Tuesday, June 29, 2021

Tuck Everlasting by Natalie Babbitt


I'm doing a project where I reread some of the books I liked when I was younger and seeing what I want to keep and what is better reconciled to memory. TUCK EVERLASTING is one of the few books where I actually saw the movie first, which actually set me up for disappointment because the movie was well-casted and really well done, and they upped the age of Winnie, making the movie more like TWILIGHT with the whole "how long have you been seventeen?" thing. In this book, Winnie is ten and Jesse is seventeen-going-on-eighty, which definitely makes the book way more yuck.

The movie is more of a straightforward romance but for obvious reasons, the book is not. Instead it's sort of a precocious coming-of-age tale and a philosophical musing on the ephemeral nature of life. If you could live forever, would you? How would you account for the draining of the world's resources? How should people be chosen for eternal life? It asks some tough but interesting questions and it's probably no surprise to you that the villain of the tale is a man who is hell-bent on living forever, no matter who he has to hurt.

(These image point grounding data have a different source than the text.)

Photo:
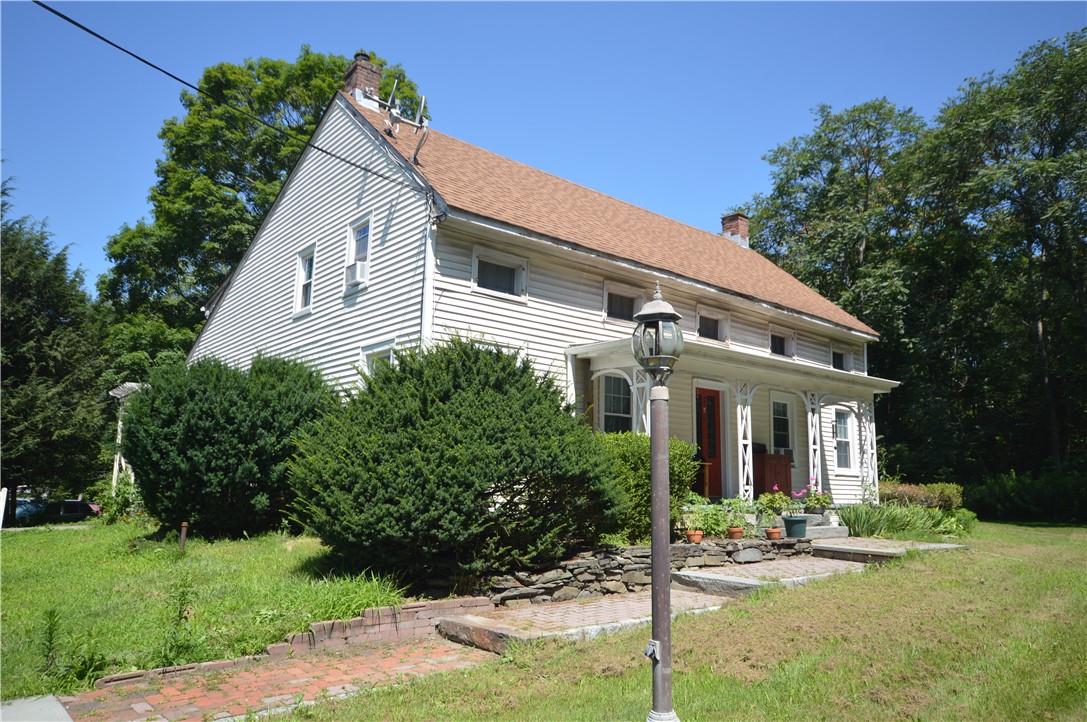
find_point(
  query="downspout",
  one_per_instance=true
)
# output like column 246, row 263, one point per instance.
column 429, row 239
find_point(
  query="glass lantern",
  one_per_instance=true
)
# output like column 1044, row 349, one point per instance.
column 658, row 340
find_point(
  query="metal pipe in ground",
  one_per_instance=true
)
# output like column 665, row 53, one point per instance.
column 660, row 646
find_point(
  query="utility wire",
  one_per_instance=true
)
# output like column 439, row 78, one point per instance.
column 216, row 101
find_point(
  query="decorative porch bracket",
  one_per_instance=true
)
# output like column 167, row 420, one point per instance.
column 866, row 431
column 814, row 403
column 745, row 394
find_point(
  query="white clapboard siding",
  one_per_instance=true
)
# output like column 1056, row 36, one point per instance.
column 563, row 307
column 322, row 199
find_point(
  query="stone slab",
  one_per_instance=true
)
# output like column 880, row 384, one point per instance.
column 578, row 619
column 729, row 581
column 869, row 549
column 34, row 709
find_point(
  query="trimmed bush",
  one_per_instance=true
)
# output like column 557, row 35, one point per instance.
column 936, row 496
column 454, row 461
column 1053, row 495
column 631, row 455
column 209, row 444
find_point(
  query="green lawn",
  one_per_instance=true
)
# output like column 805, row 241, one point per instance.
column 133, row 604
column 998, row 632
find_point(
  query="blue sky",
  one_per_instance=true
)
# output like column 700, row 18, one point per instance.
column 670, row 107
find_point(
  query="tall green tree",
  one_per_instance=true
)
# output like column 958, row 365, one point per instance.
column 220, row 175
column 51, row 402
column 965, row 244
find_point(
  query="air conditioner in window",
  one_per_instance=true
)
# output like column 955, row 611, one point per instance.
column 354, row 274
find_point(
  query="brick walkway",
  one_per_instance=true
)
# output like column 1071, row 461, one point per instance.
column 272, row 684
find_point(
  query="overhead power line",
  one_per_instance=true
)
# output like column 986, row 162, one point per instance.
column 215, row 100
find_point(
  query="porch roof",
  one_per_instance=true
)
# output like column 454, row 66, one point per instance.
column 742, row 362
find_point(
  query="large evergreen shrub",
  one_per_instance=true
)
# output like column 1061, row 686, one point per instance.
column 631, row 453
column 209, row 443
column 457, row 461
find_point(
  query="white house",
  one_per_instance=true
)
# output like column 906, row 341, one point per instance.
column 388, row 234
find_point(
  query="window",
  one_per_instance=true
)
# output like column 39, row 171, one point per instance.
column 358, row 254
column 303, row 284
column 781, row 426
column 492, row 276
column 617, row 411
column 841, row 439
column 709, row 327
column 621, row 307
column 499, row 273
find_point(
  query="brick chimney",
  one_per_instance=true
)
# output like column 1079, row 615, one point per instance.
column 362, row 78
column 735, row 228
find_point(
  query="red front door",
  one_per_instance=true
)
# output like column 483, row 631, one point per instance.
column 708, row 402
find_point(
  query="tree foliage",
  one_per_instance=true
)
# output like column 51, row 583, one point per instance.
column 209, row 443
column 459, row 460
column 52, row 399
column 964, row 244
column 217, row 179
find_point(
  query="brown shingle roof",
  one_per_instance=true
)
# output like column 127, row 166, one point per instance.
column 483, row 183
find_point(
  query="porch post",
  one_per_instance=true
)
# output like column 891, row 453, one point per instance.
column 865, row 430
column 745, row 393
column 814, row 405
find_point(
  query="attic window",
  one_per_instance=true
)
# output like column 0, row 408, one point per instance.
column 499, row 273
column 621, row 307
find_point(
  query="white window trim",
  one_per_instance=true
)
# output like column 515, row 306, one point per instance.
column 854, row 469
column 520, row 279
column 374, row 350
column 848, row 353
column 787, row 399
column 621, row 289
column 365, row 219
column 790, row 340
column 298, row 309
column 724, row 322
column 602, row 405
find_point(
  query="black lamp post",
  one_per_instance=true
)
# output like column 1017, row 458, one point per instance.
column 657, row 345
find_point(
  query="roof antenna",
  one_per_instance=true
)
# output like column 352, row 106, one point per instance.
column 392, row 120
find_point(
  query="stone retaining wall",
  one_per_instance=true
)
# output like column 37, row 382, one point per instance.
column 617, row 570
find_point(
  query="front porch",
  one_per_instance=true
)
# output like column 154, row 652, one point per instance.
column 758, row 420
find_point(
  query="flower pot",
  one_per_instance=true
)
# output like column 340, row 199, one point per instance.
column 796, row 527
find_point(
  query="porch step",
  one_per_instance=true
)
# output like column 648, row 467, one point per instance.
column 827, row 532
column 870, row 550
column 736, row 580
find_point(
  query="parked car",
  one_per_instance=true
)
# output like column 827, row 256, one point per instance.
column 28, row 510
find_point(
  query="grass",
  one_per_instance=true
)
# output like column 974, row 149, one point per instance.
column 126, row 602
column 997, row 632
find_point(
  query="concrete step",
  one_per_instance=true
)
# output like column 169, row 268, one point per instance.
column 737, row 580
column 827, row 532
column 872, row 550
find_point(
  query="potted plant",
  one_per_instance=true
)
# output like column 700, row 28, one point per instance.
column 817, row 502
column 735, row 527
column 796, row 523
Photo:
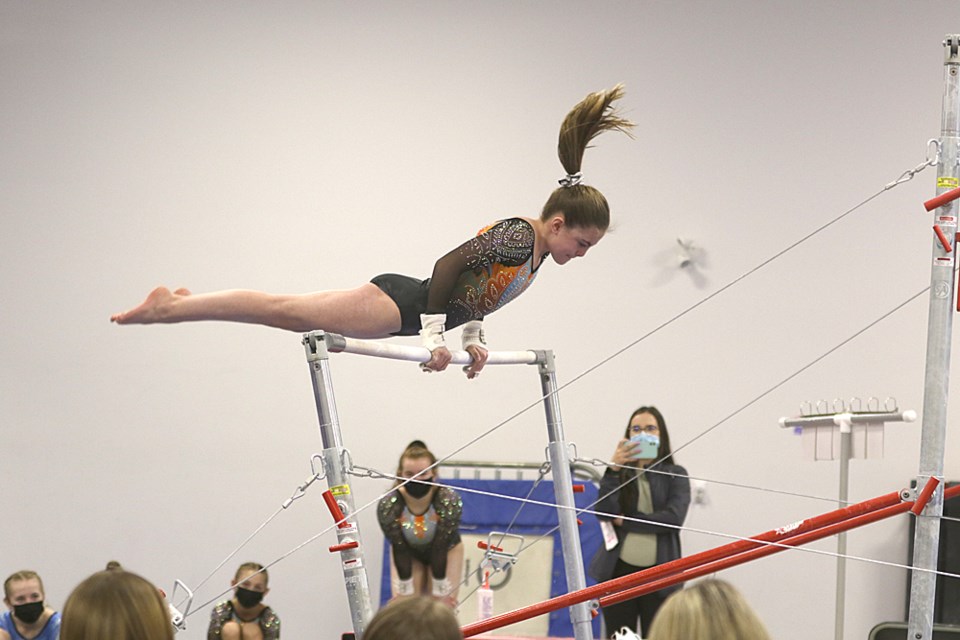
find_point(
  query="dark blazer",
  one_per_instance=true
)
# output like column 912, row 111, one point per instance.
column 671, row 499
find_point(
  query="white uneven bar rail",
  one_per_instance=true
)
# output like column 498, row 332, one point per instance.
column 383, row 349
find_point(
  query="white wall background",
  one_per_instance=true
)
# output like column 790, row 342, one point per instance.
column 294, row 146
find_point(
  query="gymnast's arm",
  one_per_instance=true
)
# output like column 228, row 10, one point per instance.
column 449, row 508
column 388, row 514
column 498, row 244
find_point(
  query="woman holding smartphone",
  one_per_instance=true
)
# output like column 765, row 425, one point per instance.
column 642, row 490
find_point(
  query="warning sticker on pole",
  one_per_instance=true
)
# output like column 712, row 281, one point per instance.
column 946, row 182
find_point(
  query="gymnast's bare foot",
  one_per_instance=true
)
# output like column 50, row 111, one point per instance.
column 154, row 309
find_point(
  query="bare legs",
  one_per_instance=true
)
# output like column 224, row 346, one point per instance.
column 423, row 580
column 364, row 312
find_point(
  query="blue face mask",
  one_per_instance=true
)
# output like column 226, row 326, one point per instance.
column 647, row 445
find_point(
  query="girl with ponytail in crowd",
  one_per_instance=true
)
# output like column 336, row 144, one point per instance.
column 245, row 617
column 421, row 520
column 467, row 284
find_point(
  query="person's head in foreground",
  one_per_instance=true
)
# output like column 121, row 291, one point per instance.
column 708, row 610
column 118, row 605
column 414, row 618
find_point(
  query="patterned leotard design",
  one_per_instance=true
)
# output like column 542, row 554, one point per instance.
column 484, row 273
column 428, row 540
column 419, row 529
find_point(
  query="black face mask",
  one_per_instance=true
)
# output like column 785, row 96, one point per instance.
column 248, row 598
column 418, row 489
column 29, row 612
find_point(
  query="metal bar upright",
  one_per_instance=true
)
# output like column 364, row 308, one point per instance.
column 846, row 436
column 348, row 537
column 580, row 613
column 939, row 323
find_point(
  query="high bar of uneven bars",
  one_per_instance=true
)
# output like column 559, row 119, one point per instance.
column 337, row 343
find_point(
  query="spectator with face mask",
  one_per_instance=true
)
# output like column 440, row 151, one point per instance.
column 245, row 616
column 28, row 618
column 421, row 519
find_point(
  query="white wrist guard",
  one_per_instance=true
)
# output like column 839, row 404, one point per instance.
column 403, row 587
column 431, row 330
column 441, row 588
column 472, row 335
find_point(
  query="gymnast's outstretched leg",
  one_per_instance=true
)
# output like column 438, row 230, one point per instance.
column 364, row 312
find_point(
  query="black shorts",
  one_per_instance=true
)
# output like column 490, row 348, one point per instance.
column 410, row 296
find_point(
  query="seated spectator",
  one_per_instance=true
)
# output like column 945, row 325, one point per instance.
column 28, row 617
column 709, row 610
column 118, row 605
column 414, row 618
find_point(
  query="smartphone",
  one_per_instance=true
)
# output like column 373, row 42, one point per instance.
column 645, row 446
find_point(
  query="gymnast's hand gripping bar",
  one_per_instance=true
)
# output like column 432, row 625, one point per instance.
column 380, row 349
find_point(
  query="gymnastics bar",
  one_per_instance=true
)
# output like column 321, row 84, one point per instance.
column 335, row 470
column 382, row 349
column 923, row 583
column 687, row 568
column 319, row 344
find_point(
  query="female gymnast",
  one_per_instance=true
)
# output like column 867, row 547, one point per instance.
column 422, row 523
column 473, row 280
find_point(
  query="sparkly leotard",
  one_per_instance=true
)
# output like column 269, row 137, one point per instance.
column 268, row 621
column 427, row 537
column 473, row 280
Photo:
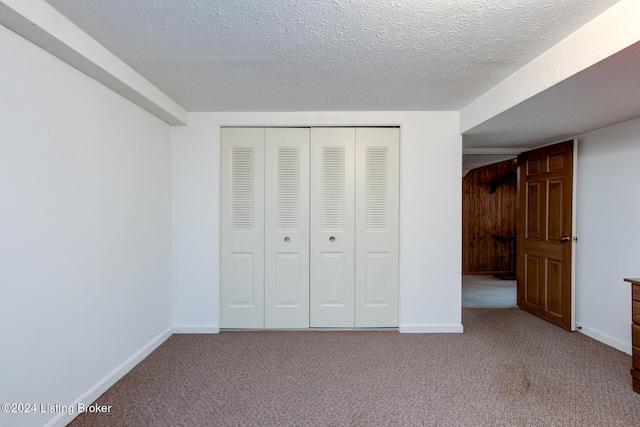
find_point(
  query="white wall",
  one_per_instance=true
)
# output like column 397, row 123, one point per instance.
column 85, row 233
column 430, row 213
column 608, row 230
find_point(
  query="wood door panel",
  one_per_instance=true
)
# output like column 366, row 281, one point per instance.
column 534, row 213
column 544, row 258
column 555, row 208
column 531, row 281
column 553, row 288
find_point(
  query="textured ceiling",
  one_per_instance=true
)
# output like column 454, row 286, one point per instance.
column 328, row 55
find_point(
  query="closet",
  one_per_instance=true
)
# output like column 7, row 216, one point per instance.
column 309, row 227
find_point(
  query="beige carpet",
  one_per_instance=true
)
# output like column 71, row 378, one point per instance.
column 509, row 368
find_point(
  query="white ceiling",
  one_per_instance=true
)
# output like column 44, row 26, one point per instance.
column 365, row 55
column 328, row 55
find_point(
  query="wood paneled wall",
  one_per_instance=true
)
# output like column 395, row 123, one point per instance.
column 485, row 214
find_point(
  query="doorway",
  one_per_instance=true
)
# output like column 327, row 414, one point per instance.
column 489, row 226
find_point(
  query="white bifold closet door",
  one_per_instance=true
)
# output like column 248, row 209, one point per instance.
column 309, row 227
column 242, row 228
column 286, row 208
column 332, row 227
column 377, row 227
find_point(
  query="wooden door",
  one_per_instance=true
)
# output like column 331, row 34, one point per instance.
column 545, row 234
column 332, row 227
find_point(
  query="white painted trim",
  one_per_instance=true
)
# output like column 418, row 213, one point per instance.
column 574, row 227
column 430, row 328
column 44, row 26
column 97, row 390
column 496, row 150
column 604, row 338
column 196, row 329
column 610, row 32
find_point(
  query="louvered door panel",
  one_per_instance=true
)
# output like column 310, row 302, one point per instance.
column 376, row 235
column 286, row 228
column 332, row 227
column 242, row 228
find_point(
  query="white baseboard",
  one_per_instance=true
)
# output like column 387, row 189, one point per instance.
column 96, row 391
column 431, row 328
column 196, row 329
column 604, row 338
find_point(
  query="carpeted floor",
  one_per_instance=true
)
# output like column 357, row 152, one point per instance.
column 508, row 368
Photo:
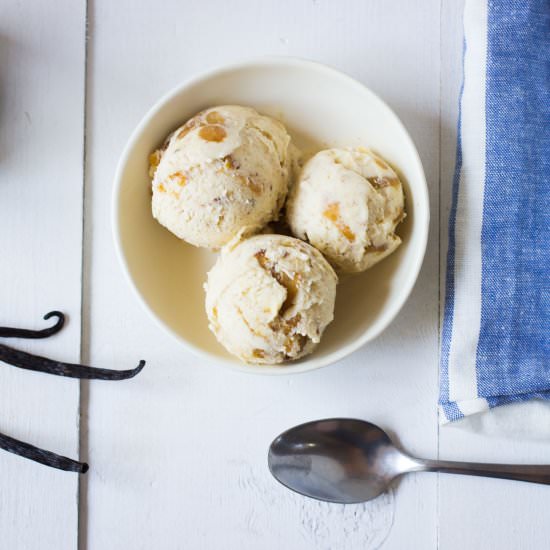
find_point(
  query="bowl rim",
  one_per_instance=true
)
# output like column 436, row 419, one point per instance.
column 416, row 260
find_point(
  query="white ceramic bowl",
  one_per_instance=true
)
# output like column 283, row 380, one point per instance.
column 321, row 108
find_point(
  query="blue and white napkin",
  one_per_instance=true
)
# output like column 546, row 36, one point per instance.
column 495, row 342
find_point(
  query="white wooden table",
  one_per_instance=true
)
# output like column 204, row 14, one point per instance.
column 178, row 455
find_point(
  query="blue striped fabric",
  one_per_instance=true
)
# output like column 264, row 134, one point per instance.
column 511, row 349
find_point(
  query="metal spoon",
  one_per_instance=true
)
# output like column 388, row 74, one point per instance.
column 346, row 461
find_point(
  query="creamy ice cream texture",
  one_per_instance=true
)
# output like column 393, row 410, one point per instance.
column 347, row 203
column 269, row 298
column 226, row 169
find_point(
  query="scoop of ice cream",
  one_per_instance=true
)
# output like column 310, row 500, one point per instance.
column 269, row 298
column 347, row 203
column 225, row 169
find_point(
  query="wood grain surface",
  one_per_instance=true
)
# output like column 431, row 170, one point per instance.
column 41, row 152
column 178, row 454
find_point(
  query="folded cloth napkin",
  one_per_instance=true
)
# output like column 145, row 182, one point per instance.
column 495, row 341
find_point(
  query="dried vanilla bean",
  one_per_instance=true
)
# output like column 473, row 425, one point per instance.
column 9, row 332
column 40, row 455
column 37, row 363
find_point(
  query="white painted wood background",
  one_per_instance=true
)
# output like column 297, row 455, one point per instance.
column 178, row 455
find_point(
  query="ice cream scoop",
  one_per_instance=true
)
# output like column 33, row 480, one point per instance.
column 225, row 169
column 347, row 203
column 269, row 298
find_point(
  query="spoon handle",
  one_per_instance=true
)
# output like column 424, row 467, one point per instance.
column 532, row 473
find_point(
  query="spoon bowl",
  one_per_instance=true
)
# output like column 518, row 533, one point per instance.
column 347, row 461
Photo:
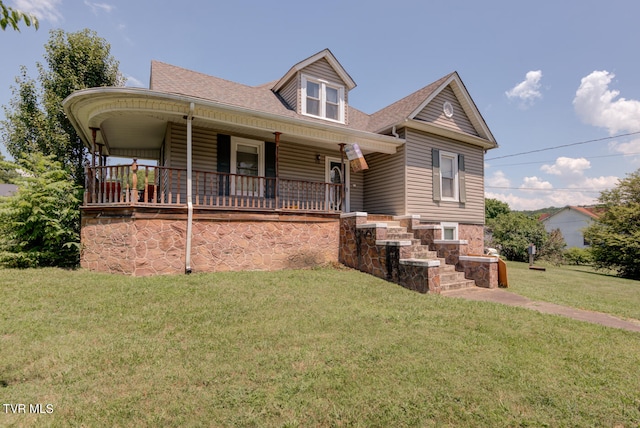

I thought the story was okay. It's really short and clearly intended for a much younger audience than the movie. The first time I read this book, I remember liking it a lot, but this time around I found myself rolling my eyes and thinking about the movie instead. It kind of has a sad ending but it ends up being kind of bittersweet too, and I liked how the author alluded to certain things. In my first reading, I think I gave it five stars, but this time around, I'm feeling a three. It was decent but I don't think I'd reread.